In the other corner sit the artists who create the music and other cultural outpourings that drive interest in culture itself. On a very loose basis, Apple could be said to occupy space at both sides of the argument, as it fights against the blatant imitation it sees within Android and Samsung devices, ('9 Ways Samsung Has Blatantly Copied Apple Over The Years'), while also profiting from the digital economy with iTunes.

The principle at issue is extremely simple: Do artists (a catch all term to include musicians, writers, product designers, software developers) have the right to expect to make a living from their ideas?

Spotify has responded to the critics, of course. "We’re 100 per cent committed to making Spotify the most artist-friendly music service possible and are constantly talking to artists and managers about how Spotify can help build their careers.”

Perhaps they will find a way to achieve this. Surely the arts have value within a technology culture?

iTunes Radio: more of the same?

Purists may bleat the beat that "data should be free," but as every element of our growing cultural inheritance becomes data the value in its creation is being rapidly eroded. Artists flip burgers while musicians give up and take up accountancy. They need to find a way to make a living.

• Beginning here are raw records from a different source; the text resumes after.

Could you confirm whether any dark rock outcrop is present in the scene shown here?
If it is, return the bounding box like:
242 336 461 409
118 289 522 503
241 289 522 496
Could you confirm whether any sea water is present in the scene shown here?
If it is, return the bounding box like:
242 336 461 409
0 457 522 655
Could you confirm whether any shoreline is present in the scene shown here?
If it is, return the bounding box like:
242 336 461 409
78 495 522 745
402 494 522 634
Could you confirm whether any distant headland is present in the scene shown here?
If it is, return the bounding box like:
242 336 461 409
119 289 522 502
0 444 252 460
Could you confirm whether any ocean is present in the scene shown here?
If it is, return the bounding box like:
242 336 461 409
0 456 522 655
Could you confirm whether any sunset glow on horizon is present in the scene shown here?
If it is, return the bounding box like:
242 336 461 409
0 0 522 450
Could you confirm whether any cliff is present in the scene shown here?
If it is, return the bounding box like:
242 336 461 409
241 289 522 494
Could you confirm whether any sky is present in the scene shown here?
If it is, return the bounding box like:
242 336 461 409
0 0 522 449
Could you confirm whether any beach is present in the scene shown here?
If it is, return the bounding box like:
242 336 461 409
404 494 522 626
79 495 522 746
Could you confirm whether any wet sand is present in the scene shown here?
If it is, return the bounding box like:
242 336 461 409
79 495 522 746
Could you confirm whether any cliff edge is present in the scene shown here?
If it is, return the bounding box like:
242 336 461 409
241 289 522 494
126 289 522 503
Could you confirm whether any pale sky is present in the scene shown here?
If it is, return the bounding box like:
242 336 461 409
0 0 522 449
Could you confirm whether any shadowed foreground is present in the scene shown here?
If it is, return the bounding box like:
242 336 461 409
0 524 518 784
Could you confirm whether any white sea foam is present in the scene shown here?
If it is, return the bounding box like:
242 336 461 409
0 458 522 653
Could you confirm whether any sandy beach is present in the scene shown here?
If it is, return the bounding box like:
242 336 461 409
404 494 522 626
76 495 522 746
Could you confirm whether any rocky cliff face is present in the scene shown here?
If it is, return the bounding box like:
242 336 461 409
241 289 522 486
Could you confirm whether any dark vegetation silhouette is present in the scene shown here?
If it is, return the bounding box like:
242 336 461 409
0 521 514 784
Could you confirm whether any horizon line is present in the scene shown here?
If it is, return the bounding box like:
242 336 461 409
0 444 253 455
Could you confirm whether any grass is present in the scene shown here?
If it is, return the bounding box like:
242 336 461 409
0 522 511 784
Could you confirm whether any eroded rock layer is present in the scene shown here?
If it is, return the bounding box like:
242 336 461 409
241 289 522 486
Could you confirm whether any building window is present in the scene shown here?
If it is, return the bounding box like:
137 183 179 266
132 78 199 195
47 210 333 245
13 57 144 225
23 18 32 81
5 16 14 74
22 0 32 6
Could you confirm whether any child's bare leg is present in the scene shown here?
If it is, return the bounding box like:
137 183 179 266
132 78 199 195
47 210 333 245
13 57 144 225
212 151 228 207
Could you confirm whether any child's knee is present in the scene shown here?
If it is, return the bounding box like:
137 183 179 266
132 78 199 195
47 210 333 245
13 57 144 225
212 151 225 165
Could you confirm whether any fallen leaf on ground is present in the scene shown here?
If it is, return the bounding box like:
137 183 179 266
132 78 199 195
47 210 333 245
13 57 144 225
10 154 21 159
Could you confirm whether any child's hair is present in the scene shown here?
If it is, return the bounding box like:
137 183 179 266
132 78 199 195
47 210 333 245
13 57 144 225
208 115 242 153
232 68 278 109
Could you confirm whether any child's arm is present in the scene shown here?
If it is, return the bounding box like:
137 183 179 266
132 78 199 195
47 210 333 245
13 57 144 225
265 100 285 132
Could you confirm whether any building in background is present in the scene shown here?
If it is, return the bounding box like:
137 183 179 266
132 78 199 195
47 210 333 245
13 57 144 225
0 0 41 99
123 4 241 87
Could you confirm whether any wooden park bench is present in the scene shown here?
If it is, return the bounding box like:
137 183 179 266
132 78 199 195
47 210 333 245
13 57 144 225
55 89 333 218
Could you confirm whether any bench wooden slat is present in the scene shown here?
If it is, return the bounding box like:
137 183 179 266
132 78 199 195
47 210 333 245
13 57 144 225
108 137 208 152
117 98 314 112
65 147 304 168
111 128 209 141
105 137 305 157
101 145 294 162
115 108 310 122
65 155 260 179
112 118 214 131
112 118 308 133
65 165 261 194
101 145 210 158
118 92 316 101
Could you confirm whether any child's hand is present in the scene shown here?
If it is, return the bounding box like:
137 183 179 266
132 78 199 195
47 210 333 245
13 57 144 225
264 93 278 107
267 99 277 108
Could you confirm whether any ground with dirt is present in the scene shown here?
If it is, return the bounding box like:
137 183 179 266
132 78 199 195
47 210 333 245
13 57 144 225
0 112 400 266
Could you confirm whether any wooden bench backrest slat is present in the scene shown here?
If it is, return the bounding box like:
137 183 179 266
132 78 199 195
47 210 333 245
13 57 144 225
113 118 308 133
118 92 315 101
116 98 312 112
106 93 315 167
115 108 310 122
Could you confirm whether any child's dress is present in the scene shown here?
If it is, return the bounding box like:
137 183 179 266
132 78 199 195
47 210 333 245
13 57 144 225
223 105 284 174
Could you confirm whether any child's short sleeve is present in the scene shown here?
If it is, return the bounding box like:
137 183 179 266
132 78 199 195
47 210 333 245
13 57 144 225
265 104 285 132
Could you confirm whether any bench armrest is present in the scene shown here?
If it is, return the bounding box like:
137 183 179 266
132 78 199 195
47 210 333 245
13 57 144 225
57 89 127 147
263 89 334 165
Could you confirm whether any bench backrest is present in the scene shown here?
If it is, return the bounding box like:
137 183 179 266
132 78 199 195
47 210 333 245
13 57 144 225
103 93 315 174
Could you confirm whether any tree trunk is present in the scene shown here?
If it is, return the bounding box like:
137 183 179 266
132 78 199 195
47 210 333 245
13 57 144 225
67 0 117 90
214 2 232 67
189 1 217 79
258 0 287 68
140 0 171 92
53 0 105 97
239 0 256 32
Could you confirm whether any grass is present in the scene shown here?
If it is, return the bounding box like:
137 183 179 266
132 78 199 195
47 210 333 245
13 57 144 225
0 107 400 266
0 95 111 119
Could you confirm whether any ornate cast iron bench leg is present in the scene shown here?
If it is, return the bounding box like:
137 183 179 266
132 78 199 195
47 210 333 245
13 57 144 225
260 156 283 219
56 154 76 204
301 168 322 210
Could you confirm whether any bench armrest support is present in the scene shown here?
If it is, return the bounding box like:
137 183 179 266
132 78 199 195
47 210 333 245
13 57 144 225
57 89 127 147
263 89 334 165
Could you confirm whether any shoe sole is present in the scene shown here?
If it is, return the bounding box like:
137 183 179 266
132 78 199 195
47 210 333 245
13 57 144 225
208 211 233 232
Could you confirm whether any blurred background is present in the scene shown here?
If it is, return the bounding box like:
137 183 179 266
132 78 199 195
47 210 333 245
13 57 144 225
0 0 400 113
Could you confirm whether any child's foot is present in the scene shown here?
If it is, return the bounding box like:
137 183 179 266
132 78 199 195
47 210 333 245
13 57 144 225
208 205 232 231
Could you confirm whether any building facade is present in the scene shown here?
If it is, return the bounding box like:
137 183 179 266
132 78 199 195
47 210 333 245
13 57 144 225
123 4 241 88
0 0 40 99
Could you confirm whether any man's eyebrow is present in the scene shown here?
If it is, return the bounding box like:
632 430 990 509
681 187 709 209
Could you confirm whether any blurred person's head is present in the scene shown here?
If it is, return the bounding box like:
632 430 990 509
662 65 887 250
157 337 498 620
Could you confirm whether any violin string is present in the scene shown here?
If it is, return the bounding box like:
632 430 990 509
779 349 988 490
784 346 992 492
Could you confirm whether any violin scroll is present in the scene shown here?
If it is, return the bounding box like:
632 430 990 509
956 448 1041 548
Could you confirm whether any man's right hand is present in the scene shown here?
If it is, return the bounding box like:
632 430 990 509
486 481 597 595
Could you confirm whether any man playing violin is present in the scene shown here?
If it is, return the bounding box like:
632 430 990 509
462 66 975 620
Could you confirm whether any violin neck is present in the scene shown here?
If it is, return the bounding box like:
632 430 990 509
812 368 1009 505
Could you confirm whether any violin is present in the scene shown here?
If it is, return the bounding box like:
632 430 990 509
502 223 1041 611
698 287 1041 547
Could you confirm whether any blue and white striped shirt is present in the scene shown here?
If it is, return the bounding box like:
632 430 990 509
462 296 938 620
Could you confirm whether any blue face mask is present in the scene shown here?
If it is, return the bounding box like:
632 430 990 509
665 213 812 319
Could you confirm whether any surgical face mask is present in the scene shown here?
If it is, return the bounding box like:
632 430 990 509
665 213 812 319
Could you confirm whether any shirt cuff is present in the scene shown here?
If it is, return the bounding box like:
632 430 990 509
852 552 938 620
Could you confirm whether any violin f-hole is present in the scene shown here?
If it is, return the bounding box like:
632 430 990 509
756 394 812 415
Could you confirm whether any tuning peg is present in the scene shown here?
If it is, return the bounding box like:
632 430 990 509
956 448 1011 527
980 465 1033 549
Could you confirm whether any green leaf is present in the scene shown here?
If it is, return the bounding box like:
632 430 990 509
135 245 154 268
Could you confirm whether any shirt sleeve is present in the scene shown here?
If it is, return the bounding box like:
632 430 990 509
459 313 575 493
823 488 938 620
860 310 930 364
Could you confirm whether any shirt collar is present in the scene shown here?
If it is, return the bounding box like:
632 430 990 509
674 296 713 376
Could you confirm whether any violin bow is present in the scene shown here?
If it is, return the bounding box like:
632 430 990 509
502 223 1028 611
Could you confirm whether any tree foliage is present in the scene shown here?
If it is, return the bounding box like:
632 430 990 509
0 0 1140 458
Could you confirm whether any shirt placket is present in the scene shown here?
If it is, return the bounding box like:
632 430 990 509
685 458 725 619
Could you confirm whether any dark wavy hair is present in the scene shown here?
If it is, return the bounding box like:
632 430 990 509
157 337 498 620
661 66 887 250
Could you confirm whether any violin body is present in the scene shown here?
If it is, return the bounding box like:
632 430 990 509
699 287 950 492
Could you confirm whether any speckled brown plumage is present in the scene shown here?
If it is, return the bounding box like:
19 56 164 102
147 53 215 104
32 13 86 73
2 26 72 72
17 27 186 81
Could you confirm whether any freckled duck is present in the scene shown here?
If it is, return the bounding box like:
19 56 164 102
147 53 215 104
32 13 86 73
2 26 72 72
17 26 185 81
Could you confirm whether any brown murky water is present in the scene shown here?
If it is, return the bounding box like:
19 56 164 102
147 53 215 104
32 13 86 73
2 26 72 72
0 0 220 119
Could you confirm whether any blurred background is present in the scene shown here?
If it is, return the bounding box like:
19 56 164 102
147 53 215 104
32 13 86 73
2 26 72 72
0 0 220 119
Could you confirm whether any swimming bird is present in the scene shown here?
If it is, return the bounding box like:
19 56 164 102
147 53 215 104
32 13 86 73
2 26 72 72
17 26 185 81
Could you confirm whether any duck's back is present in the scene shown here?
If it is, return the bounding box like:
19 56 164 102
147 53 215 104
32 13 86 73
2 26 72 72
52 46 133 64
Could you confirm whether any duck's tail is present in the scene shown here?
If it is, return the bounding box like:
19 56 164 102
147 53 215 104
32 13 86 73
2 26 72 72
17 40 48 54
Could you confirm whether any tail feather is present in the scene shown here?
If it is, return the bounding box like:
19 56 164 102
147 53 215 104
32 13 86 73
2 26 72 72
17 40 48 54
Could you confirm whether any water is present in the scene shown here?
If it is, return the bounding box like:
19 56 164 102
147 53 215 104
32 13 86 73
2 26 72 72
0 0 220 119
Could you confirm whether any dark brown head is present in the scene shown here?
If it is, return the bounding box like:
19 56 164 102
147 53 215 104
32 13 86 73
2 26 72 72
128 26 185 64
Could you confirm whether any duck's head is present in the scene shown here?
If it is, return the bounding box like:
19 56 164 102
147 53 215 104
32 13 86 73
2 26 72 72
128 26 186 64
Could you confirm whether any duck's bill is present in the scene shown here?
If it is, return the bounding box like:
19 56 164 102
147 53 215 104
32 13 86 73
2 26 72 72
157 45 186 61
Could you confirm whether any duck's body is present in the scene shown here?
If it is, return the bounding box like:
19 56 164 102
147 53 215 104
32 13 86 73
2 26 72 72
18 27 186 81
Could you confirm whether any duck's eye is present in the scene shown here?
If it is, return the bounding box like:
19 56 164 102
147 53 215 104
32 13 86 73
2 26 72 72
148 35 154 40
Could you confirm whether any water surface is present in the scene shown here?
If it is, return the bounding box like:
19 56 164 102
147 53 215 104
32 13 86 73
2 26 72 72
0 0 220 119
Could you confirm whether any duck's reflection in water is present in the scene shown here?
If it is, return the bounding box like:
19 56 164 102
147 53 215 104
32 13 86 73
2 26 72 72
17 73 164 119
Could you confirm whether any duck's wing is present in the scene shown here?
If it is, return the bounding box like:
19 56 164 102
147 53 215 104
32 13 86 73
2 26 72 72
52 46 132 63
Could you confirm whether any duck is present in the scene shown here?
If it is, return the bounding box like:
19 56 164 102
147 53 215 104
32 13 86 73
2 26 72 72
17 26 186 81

Even while the value of being creative is reduced, big corporations such as Google get to grow fat on their slice of the ads income placed beside other people's cultural contribution. Opportunities for artistic development are also impacted as cash strapped governments are forced to slash arts funding in this new age of austerity.

Does anyone else find it amazing that even as the number of music downloads and the quantity of music streamed continues to increase, the income of all but the largest of acts continues to decline? This creates fewer than ever sustainable and/or accessible paths within which new acts can explore their ideas, leaving our fresh cultural explorations trapped within X Factor and heavily marketed temporary "megastars" while the bleeding edge of innovation become dispirited, give up, and take jobs in accountancy.

The notion that making all the information in the world freely available would enhance human creativity was incredibly tempting in its time. That time is gone. The only people making sustainable business in this new era of access appear to be the big copyright holders and technology firms. Which is fine if you happen to be a copyright holder or technology firm, but not so awesome for anyone else.

There's a gaping hole; a gigantic San Andreas fault within our Google-driven information age -- the lack of accessible routes for new artistic talent to reach global audiences. Sure, there's the search engine, but its logarithms inherently focus on mass-market results, rather than niche needs.

We don't know what Apple's iTunes Radio's deal to new acts will be. I have read that the largest sets of profits from the service will be coughed to corporations rather than sent to indie labels and independent acts. It will likely mean more of the same.

What price convenience?

What I dread is that in exchange for convenience we will see continued erosion in the opportunity within which new acts may emerge.

It goes far beyond music, of course: books, photographs, software and product designs are also more accessible than before. Amazon's recent victory in gaining the right to set prices for eBooks is itself symptomatic of this continued malaise. Samsung's lack of respect for Apple's original ideas is yet another symptom of this lack of regard to originality in creative design.

Is it perhaps time the chatter turned away from the notion that data should be free, and turned towards a discussion as to just how much value we as technologists place in the cultural content that drives our software, services and device sales? I believe creatives should also question the relevance of those firm's that seem to take the lion's share of what money does get distributed in their direction from within the Internet economy.